Awal februari 2015 lalu ihkwan saya baru selesai menunaikan ibadah umroh. Ornamen dan struktur rumahnya tetap seperti biasa. Tidak ada hiasan dan lampu gemerlap seperti umumnya dikampung yang dirayakan sebagai bentuk syukur karena baru pulang dari tanah suci.
Saat itu saya bersilaturahim selang empat hari dari kedatangnya. ” silahkan dinikmati ini cuma adanya”. Sambil menyodorkan beberapa butir kurma dan air zazam.
“Apa yang paling antum rasakan saat umroh” saya bertanya secara global, karena mau bertanya lebih detil tidak begitu faham. Maklum keinginan untuk ke tanah suci baru terpatri dalam hati.
Dia kemudian bercerita; jika berangkat dari Kampung halamannya bermodalkan pasrah. Sebab uang saku yang dimilikinya sangat terbatas sehingga ikut program “bayar satu berangkat dua “. Dengan menunggu waktu satu tahun lebih.

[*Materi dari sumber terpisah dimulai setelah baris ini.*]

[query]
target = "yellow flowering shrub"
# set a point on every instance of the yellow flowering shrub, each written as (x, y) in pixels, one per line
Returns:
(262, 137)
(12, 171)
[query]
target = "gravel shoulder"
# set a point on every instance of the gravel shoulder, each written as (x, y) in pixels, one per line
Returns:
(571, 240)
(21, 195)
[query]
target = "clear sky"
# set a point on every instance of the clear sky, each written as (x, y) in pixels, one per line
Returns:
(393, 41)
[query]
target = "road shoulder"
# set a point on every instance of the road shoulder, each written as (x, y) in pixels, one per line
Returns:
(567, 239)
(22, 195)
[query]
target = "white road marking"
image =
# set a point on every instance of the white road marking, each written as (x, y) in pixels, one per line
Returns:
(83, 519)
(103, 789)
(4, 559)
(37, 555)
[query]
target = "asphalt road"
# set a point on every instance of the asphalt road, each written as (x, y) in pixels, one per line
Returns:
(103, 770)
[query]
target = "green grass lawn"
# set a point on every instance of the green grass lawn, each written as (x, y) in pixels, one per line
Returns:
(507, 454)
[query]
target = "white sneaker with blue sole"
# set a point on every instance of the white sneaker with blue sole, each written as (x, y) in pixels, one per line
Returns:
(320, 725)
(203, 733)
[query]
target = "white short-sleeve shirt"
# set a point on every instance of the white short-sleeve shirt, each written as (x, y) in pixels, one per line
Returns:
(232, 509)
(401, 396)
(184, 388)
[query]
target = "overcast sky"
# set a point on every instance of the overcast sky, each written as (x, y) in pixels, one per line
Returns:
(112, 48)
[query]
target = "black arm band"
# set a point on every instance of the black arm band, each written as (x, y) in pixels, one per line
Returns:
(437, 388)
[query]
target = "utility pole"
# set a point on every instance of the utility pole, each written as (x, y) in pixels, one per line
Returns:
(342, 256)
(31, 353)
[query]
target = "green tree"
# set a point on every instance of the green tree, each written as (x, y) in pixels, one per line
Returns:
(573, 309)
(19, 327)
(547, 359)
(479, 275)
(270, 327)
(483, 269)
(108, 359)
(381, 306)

Berbeda dengan masyarakat yang umroh pada umumnya bisa berangkat kapanpun karena biaya sudah lebih dari cukup.
Saat berada di Raudhah area di sekitar mimbar yang biasa digunakan oleh Nabi Shallallahu’alaihi Wasallam untuk berkhutbah. saya mencoba menerobos tempat yang sangat mulia itu. Tempat Rasulullah SAW beribadah, memimpin sholat, menerima wahyu, teriring pula tentunya ibadah para sahabat nan sholeh.
Saya ingin mengikuti jejak para shahabat, thabi’in, dan ulama’ sholeh lainya yang bisa husyuk melaksanakan sholat, menumpahkan rasa dan airmata untuk mengenang dosa, serta menghapuskan salah dari noda hitam yang membintik dalam dada. Namun usahaku selalu gagal karena tidak mudah berada di Telaga surga sana. Saya terlempar saat hendak mendekat. Tadak tahu siapa yang mendorongku. Saya kembali bangkit mencoba menerobos dibalik gerumunan jubah putih dan sorban jamaah lainnya. Namun saya kembali terlempar lebih jauh hingga tiga kali.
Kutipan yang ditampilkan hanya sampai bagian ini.